Due notti in hotel pagate di tasca propria
Una situazione analoga è stata raccontata da Miguel Ángel, residente a Milano, che avrebbe dovuto rientrare da Catania l’8 agosto con un volo ITA Airways.
Arrivato in aeroporto, ha trovato numerosi passeggeri in attesa e diversi voli cancellati. Anche il suo collegamento, inizialmente «in attesa di informazioni», è stato poi cancellato.
«Da parte dell’aeroporto nessun tipo di aiuto, ma neanche l’acqua», racconta.
Non riuscendo a ottenere indicazioni sulla sistemazione, il passeggero afferma di aver pagato autonomamente due notti in albergo, 113 euro a notte. Anche il volo riprogrammato per il lunedì sarebbe stato successivamente cancellato.
Dopo ulteriori tentativi, Miguel Ángel è riuscito a ottenere un volo da Palermo per mercoledì 12 agosto, dovendo però aggiungere un’altra notte in albergo a Palermo e 15 euro per il bus da Catania.

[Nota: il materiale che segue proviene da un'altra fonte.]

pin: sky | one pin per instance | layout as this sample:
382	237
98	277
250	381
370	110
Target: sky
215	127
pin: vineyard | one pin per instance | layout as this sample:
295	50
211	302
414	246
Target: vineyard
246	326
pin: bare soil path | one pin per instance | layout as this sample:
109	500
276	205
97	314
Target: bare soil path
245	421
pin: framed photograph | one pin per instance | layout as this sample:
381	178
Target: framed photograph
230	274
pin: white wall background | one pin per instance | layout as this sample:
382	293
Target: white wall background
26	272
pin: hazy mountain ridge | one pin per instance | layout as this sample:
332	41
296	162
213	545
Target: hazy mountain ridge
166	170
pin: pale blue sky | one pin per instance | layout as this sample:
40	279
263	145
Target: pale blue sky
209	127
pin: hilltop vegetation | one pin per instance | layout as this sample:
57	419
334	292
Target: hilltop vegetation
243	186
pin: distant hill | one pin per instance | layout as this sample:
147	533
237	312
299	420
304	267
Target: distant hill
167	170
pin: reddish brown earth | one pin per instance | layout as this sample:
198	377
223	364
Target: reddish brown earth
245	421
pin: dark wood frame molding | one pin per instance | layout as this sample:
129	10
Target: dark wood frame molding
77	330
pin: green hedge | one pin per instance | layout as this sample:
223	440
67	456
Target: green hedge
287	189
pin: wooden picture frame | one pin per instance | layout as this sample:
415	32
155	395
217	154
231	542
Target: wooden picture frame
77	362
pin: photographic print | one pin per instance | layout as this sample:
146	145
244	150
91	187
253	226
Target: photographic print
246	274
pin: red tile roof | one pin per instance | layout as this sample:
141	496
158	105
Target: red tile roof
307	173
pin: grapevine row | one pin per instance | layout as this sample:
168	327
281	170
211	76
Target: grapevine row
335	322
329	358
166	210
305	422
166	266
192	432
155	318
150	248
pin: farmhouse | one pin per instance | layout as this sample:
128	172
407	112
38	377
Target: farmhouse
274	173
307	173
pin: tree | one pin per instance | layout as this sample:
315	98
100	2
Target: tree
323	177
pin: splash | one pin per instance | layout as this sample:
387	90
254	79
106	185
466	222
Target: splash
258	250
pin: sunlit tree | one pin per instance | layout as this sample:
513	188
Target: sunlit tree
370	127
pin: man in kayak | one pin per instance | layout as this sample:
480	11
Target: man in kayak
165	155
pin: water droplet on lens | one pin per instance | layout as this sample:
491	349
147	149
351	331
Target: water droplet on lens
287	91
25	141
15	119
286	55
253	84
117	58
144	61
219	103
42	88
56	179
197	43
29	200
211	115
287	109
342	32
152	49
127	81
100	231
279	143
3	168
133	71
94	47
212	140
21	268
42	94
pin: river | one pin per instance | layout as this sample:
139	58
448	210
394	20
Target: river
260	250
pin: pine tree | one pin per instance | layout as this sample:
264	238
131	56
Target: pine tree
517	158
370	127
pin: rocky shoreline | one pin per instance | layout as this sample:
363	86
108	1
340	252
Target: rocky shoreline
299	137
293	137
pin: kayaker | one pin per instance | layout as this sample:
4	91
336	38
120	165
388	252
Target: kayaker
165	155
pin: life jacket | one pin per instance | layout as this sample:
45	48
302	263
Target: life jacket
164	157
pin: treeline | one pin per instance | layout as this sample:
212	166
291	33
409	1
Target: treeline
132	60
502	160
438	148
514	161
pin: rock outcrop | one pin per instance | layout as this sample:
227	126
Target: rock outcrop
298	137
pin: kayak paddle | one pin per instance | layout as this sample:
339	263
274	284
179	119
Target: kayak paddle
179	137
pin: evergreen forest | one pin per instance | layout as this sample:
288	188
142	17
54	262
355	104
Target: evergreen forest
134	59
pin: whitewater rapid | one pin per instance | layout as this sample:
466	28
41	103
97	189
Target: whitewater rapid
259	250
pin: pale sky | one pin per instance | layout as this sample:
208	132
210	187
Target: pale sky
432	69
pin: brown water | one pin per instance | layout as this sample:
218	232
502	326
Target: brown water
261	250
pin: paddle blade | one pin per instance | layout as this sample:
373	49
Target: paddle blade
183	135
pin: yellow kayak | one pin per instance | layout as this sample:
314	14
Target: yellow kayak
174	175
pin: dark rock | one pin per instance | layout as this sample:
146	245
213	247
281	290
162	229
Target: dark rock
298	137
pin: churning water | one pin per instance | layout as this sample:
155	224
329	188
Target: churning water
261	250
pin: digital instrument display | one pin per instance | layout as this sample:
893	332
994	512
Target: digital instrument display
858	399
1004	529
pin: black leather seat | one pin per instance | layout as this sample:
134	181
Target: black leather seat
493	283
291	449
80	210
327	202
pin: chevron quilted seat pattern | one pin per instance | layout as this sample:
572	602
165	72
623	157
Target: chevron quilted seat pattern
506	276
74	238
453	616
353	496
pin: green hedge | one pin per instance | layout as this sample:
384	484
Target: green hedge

«Mi sono sentito abbandonato da tutti, senza supporto e come me tantissime persone, bambini, anziani, donne», racconta.
Famiglie costrette a raggiungere Palermo
Disagi anche per Antonio, residente a Messina, che ha raccontato la lunga notte trascorsa per recuperare il figlio, la nuora e due nipotini, arrivati a Palermo dopo il dirottamento del loro volo Ryanair.
Secondo il suo racconto, sul sito della compagnia la destinazione continuava a risultare Catania, mentre la famiglia attendeva indicazioni per il trasferimento in autobus. Dopo essere stati fatti scendere da un primo pullman, che sarebbe stato destinato ai passeggeri di un’altra compagnia, Antonio ha deciso di raggiungere personalmente Palermo.
All’aeroporto, racconta, si è trovato davanti a «un caos indescrivibile». Dopo aver recuperato i familiari, è quindi ripartito verso Messina, arrivando intorno alle due di notte.
Da Bologna a Pisa, poi il viaggio verso Palermo
Un’altra vicenda è stata raccontata da Giovanna, residente a Sassuolo, la cui figlia e alcuni amici erano partiti con un volo Bologna-Catania.
La cancellazione sarebbe stata comunicata soltanto un’ora prima della partenza, quando il gruppo si trovava già in aeroporto. Non trovando alternative dagli scali vicini, i viaggiatori hanno raggiunto Prato e poi Pisa in treno.
A Pisa, però, non avrebbero trovato una sistemazione per la notte e avrebbero trascorso alcune ore in un bar, prima di ripartire alle 6 del mattino verso Palermo.
«Ci vuole più organizzazione», è la richiesta di Giovanna, che definisce la situazione particolarmente problematica sia per i cittadini sia per i turisti.
Centinaia di voli coinvolti
Le testimonianze arrivano mentre l’aeroporto di Catania continua a fare i conti con le conseguenze della nube di cenere legata all’attività dell’Etna. In quattro giorni centinaia di voli sono stati cancellati, ritardati o dirottati, con diversi collegamenti trasferiti verso Palermo e Comiso.
Per molti passeggeri, tuttavia, il problema non è stato soltanto riuscire a raggiungere la destinazione. La difficoltà maggiore è stata capire come organizzarsi dopo la cancellazione del volo.
È proprio sulla gestione dell’emergenza che si concentrano le testimonianze raccolte: informazioni giudicate tardive, difficoltà nel trovare alloggi e trasferimenti e, in diversi casi, costi sostenuti direttamente dai viaggiatori.
«Le famiglie sono costrette ad arrangiarsi da sole per trovare soluzioni alternative a proprie spese», osserva Deborah. E resta la domanda sui costi e sui disagi che, secondo i passeggeri coinvolti, continuano a ricadere direttamente su chi viaggia.